José María Caminos Marcet enumera una serie de conceptos fundamentales que deben sustentar la relación entre los periodistas y sus fuentes; serían soluciones que este autor propone para solucionar los problemas que los periodistas se encuentran cuando entran en contacto con sus fuentes:
1-. Confianza (que vendrá a partir de un conocimiento previo).
2-. Corrección
3-. Respeto. El periodista no es nadie para juzgar moralmente a la fuente. Si lo hace, como existe una relación intencional e interesada con la fuente, ésta también podrá hacerlo con el periodista.
4-. Habilidad a la hora de presionar a la fuente.
5-. Persistencia
6-. Independencia. Es el valor más difícil de mantener.
7-. Distanciamiento. La amistad puede hacer que el periodista se desvíe de su objetivo. Aunque una fuente sea muy conocida por parte del periodista, también hay que someterla a una verificación.
8-. Privacidad. Las fuentes pueden solicitar pactos de silencio con los periodistas. Esto se ve también en la película El síndrome de China. Alguna fuente acepta colaborar si su nombre no sale en el reportaje. En casos como éste u otros como el Plamegate, la privacidad responde a una necesidad también pragmática, el periodista tendrá que respetar este principio para no perder el contacto con la fuente de por vida.

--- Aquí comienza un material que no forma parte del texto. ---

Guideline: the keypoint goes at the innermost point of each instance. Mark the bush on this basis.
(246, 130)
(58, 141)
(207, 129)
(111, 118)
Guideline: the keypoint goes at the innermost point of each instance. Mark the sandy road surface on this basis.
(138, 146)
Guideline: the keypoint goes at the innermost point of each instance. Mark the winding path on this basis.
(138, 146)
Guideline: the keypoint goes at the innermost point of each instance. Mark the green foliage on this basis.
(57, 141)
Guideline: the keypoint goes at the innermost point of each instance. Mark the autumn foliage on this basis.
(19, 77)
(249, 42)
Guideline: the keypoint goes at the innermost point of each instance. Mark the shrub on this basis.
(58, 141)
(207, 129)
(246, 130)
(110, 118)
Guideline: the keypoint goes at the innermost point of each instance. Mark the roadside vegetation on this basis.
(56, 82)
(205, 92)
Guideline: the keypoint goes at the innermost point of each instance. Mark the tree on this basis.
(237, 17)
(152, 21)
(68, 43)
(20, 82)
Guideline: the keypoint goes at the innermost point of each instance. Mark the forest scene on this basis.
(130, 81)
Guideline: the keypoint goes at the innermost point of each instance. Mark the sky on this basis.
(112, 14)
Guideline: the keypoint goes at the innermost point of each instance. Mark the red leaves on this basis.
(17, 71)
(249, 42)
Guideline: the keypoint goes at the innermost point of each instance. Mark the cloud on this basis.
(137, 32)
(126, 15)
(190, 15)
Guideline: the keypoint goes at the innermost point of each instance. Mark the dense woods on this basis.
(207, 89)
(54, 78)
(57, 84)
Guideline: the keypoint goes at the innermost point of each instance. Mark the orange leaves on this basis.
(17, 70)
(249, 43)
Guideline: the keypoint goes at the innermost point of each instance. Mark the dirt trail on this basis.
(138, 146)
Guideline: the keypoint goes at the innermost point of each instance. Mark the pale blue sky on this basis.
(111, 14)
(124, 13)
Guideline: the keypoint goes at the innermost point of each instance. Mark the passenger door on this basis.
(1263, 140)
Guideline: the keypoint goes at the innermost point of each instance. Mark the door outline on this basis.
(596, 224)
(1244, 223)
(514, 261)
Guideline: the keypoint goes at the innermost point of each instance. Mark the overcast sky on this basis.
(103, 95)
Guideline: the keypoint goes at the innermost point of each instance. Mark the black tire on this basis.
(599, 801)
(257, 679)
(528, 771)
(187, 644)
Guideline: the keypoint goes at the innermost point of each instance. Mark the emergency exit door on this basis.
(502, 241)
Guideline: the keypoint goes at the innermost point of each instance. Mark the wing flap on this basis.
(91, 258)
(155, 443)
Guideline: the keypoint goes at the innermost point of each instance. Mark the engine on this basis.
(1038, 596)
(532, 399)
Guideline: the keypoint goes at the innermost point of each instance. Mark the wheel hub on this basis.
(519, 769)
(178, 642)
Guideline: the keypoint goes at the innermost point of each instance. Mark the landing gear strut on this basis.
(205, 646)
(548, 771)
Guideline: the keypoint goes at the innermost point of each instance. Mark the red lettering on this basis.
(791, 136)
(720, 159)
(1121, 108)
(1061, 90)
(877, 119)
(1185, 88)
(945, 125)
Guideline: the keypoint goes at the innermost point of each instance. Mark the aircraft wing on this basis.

9-. Cuidar las entrevistas. La periodista que protagoniza El Síndrome de China hace todo lo contrario en la primera secuencia de la película. En ella, la reportera realiza acusaciones a sus fuentes, con lo que crea desde el principio una situación de desconfianza con ellas.
10-. Calidad.
11-. Mantener contactos (es decir, conviene mimar a la fuente). Es necesario estar siempre en contacto con la fuente aunque el periodista no tenga nada que decirle en ese momento. Es una forma de demostrar que el profesional de la información no la ha utilizado simplemente en beneficio propio en un momento puntual.
12-. Cuidar a las fuentes expertas.
Por último, concluimos este tema citando las últimas fases del Periodismo de Investigación. Una de ellas sería el análisis y la validación de los datos obtenidos. Para ello es conveniente entrevistarse con los principales implicados. Sin embargo, muchas veces se olvida hablar con la fuente implicada porque se piensa que de por sí esa fuente es “mala” y no tiene derecho a expresarse. Es una actitud errónea: la fuente implicada tiene que hablar siempre, nos guste lo que diga o no. Si no aparece nos falta uno de los focos de atención de la investigación.
Por último, hay que llevar a cabo una evaluación final de la investigación, en la que hay que preguntarse quién sale perjudicado y a quién se beneficia con la investigación. En el auténtico Periodismo de Investigación, los beneficiarios pueden ser el lector, la audiencia, la sociedad, pero no deben ser ni el periodista que la ha llevado a cabo, ni el medio que la publica. Es el paso previo a la publicación de la información.